Kauai continues to lead the state in taro production with 4.8 million pounds processed (about 70 percent of the state’s total output), up from 4.3 million pounds in 1999. With the successful opening of Kauai’s first poi mill since the early ’60s by Hanalei Poi Co., Spitz is expecting to see another increase in 2001.
Papaya production fell in 2000 to 3.9 million tons from 4.7 million tons in 1999. This drop off is attributed to the failure of two papaya farms in Koloa on recently converted sugar land and the financial troubles of the island’s only papaya packing facility.
But Spitz believes that the industry will be able to recover from its troubles. “The importance of papaya is that it is a product that we can export out of the Hawaiian market,” Spitz says. “We don’t have a lot of crops that we can do that.”
Meanwhile, sugar production dropped from 917,000 tons in 1999 to 751,000 tons in 2000.
One product that Spitz has very high hopes for is range-fed beef. His office, with the help of the University of Hawaii, is investigating the feasibility of bringing beef to Kauai, which has the most fertile grasslands in the state.
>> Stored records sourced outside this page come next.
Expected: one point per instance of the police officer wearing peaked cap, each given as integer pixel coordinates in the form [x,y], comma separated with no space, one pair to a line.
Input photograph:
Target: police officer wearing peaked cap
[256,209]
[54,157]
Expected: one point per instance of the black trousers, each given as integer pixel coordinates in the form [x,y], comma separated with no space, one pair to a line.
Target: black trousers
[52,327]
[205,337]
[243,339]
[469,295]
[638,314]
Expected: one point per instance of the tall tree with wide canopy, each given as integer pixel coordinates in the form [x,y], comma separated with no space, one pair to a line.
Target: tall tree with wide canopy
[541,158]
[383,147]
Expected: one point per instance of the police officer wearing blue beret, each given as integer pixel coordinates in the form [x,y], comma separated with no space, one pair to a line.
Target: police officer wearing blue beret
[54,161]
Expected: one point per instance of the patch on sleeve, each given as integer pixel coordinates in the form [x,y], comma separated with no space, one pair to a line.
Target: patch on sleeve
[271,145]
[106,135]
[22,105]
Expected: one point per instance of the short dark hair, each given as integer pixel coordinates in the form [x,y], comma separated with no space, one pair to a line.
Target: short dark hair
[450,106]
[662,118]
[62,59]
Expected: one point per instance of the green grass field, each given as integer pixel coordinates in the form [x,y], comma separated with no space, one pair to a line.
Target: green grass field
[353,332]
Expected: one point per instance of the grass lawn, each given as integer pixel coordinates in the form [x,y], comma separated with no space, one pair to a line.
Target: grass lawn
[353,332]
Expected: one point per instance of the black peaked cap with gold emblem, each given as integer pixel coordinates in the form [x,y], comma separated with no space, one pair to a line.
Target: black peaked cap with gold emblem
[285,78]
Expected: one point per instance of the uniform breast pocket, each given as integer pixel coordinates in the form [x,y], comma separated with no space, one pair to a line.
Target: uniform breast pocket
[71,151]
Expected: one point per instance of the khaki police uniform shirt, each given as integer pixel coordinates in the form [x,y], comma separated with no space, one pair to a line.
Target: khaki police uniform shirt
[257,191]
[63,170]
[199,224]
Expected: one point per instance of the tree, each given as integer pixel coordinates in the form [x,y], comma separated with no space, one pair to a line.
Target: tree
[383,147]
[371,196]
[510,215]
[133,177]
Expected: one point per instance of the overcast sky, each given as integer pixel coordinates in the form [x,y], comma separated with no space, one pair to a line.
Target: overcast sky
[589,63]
According to Spitz, cattle ranching is a fast near-term use for Amfac’s sugar lands in Hanamalu and Wailua, which will soon go fallow. In addition, range-fed beef is a marketable product, lower in fat and with less use of antibiotics than grain-fed cattle. If done well and with the Kauai brand on it, Spitz believes that it would do well on the mainland.
“Agriculture will be about the smaller guys who will find the niches. These will be family operations, and they will make a good living,” says Spitz. “I think we will take two steps forward and one step backward for a while. But people tend to forget that the plantations started as a whole bunch of small growers. You never know what can happen.”